Saturday night Catherine, Katy, Michael and I went to Champs for karaoke night. We took a cab ride over in which the driver barreled down the highway tailgating and passing every car we came into contact with. While I thought twenty years of riding on the highway with my father driving would prepare me for anything, we all found ourselves clutching the handles on the doors and gasping as we slid into tiny spaces between cars. Champs turned out to be a lot of fun, we talked to an American in his late forties who was eager to discuss politics (we were too until he revealed Fox news was his primary news source and that it was the least biased of all) and also two men from Lebanon. Catherine and I entertained everyone at the bar with our own rendition of “Ice Ice Baby”, and we also sang hits from Journey and Bon Jovi. The taxi ride home proved to be more eventful than the first. Everything seemed normal until the driver politely asked Michael to pass him a giant liquor bottle from under the seat, and then proceeded to take bottle shots as he drove stick shift. When we arrived at the hostel, Catherine, Katy and I jumped out of the backseat and Michael stayed in the front seat to pay the driver. We waited for Michael inside the front door of the hostel to pay, when suddenly the three guards outside the door yelled and started sprinting towards the taxi. Of course, yet again, the driver had decided to try to charge us more for the ride and yet again Michael had gotten stuck in the taxi. It’s annoying how service people here assume that because we’re Americans it’s okay for them to attempt to rip us off constantly.

Cultural Observation:
Most every day we buy fried egg sandwiches from a small stand in the night market. The stand is run by two young women whom up until this incident I assumed were in their mid twenties. I was waiting for my egg sandwich the other day when the woman asked me what my name was and how old I was. I then asked her the same questions, to which she replied, “how old do you think I am?” I guessed 24, based on the fact that she seemed mature and was always working at the stand. She laughed and revealed to me that she was eighteen, and that the other woman who ran the stand (who is also about six months pregnant) is seventeen. I guess this shouldn’t have been so shocking to me, but it hit me rather hard that these girls were at least two years younger than me, yet running a business and starting a family. While in America these girls would be considered young adults, perhaps graduating from high school, hardly ready to start their “adult careers”, it is perfectly normal here for these girls to be financially independent. Standing at the egg sandwich cart, I made a realization. While it’s easy to say deep down, we’re all human and therefore all the same, it’s difficult to deny the fact that I have a completely different life trajectory than the majority of the women here. Apart from the obvious observation that these women have little access to higher education, they also expect to have certain things: a family, a job, a home, at an age when most American girls are worried about what prom dress to buy. I guess the point I’m trying to make here is that Americans’ concept of childhood is completely different from that of the wider world. For examples, what we consider child labor may be an accepted and necessary means of survival for families in less developed countries.

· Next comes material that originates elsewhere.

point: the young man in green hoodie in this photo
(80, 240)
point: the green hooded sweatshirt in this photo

Today, Monday, we have school off because it is the 100th birthday of the first President of Ghana. There is a ceremony taking place at the monument dedicated to him, but not much else going on. We’ve been spending the day doing a bit of homework and relaxing. Not much planned for the upcoming week, but we might travel to Togo, the country to the east of Ghana, this weekend!

1 comment:

  1. This whole post is so interesting. I don't think any of my teachers even really mentioned 9/11 on 9/11 this year. Crazy world.
    I'm glad you found some karaoke!